The Devices tab allows clicking into a specific device to view all relevant alerts (interface errors, hardware failures like power supplies, etc.).

TabPurpose
UFM HealthIs UFM itself healthy?
UFM LogsEvent logs, SM logs, and UFM logs with filtering
SnapshotTake configuration snapshots for restore or support cases
Fabric HealthRun fabric health tests (ibdiagnet-based)
Daily ReportsAutomated daily reports on fabric health and traffic
Topology CompareCompare topology changes and view topology files
Fabric ValidationRun validation tests across the fabric
ibdiagnetRun ibdiagnet commands with custom settings from the UI

UFM Telemetry collects metrics from cables, ports, and switches and streams them from a single source.

  • Telemetry Tab — Explore metrics, build charts, and view pre-defined dashboards.
  • Network Map — Enable link analysis and counter collection to troubleshoot network saturation.
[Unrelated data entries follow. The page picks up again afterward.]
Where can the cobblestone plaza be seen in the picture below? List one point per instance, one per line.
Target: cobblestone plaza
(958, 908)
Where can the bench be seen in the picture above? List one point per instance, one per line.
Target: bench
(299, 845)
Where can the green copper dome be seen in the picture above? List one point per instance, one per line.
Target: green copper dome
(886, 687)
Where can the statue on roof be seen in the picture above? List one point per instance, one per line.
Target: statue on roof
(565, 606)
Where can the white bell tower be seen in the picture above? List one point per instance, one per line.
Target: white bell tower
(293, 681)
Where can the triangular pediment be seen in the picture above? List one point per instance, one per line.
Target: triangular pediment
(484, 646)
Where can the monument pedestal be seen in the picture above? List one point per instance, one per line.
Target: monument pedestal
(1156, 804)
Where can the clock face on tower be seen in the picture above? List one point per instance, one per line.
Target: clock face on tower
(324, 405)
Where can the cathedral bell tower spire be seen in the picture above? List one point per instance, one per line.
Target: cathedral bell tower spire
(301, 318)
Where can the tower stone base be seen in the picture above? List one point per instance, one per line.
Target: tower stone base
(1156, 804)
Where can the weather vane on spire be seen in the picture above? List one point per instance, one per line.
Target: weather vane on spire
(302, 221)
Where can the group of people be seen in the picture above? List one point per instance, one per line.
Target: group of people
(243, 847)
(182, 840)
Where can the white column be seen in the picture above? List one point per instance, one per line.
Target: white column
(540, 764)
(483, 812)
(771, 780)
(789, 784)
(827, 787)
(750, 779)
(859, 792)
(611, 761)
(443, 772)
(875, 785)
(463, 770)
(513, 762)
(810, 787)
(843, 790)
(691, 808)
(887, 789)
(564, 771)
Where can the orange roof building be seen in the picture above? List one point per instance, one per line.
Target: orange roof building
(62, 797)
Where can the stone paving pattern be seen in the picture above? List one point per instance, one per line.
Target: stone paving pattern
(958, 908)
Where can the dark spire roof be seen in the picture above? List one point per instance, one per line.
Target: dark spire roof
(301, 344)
Specify metrics like port TX/RX data rate to isolate problems.
  • Start with the Traffic Map dashboard and Top-N charts to identify hotspots.
  • Use the Network Map with specific counters (port TX/RX data rate) to drill down.
  • Use Fabric Health Reports under System Health to collect information on existing issues.
  • Create Port Groups to group related ports and monitor them together in the traffic map.